The business scope of the new software looks defined, the budget is allocated, and you’re eventually asked to pick a technology stack for it: programming language, data storages, frameworks, libraries, development process and so on. You learned all mistakes in a hard way and going to make everything right this time.

Are you ready for the new journey? Excellent, I prepared some harmful advice for you. Check out if you already follow them.
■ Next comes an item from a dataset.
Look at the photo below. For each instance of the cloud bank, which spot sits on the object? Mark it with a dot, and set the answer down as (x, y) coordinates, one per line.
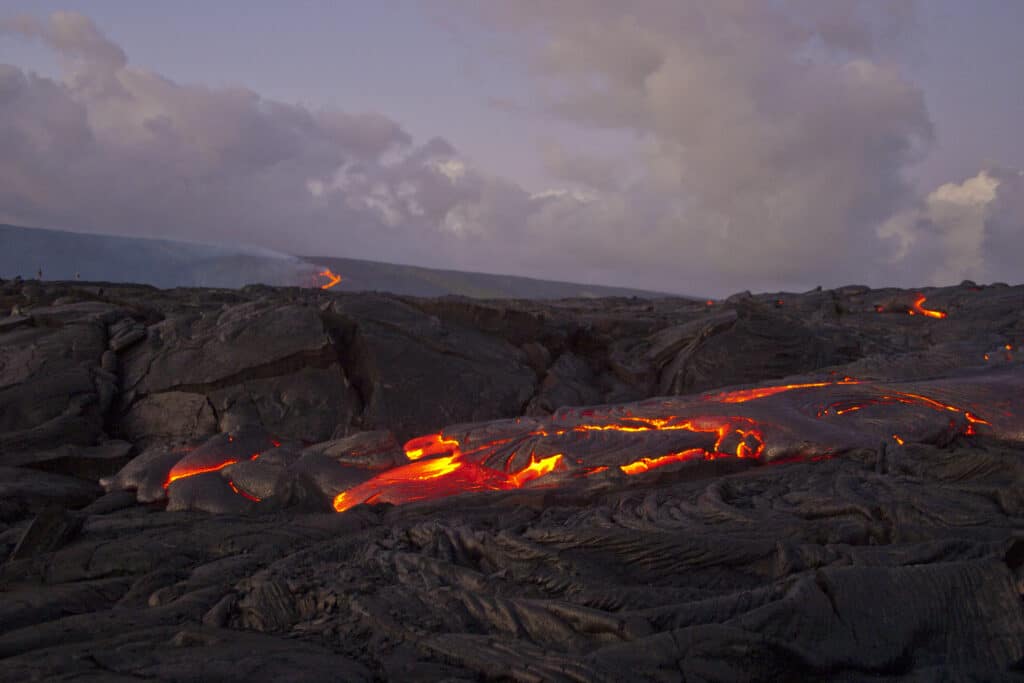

Be trendy! All the latest technologies are waiting for you. You already know what’s sexy for you. It might be:

  • a programming language which you never used but everybody is crazy about
  • a brand new NoSQL database released yesterday
  • or well-known storage reimplemented with another programming language
  • experimental version of the RDBMS which you used for decades; you should build core functionality of your application around these newest features

A bit smaller things also count:

  • a new framework implemented on top of existing one; now your HTTP-requests can be processed in a modern way
  • a library which has the same functions as standard one but performs that in a functional way; bonus points if your friend wrote the library in a bar
  • new deployment pipeline about which you heard listening to a podcast during morning commute

You are thrilled to try them all in production. Why?
Because using new things is always fun. And you will have something to share with your friend in a bar.

It’s time to build new skills. Never choose a technology which is a part of the current stack in your company. Because if you do that - you end up with someone teaching you how to do your work. Unacceptable. In The New World of a new project, you need to be The Expert.

Again, you should not have any expertise in the new things before the project. And nobody around you should have it either. It’s time to learn and train. Your employer was selected to pay for that.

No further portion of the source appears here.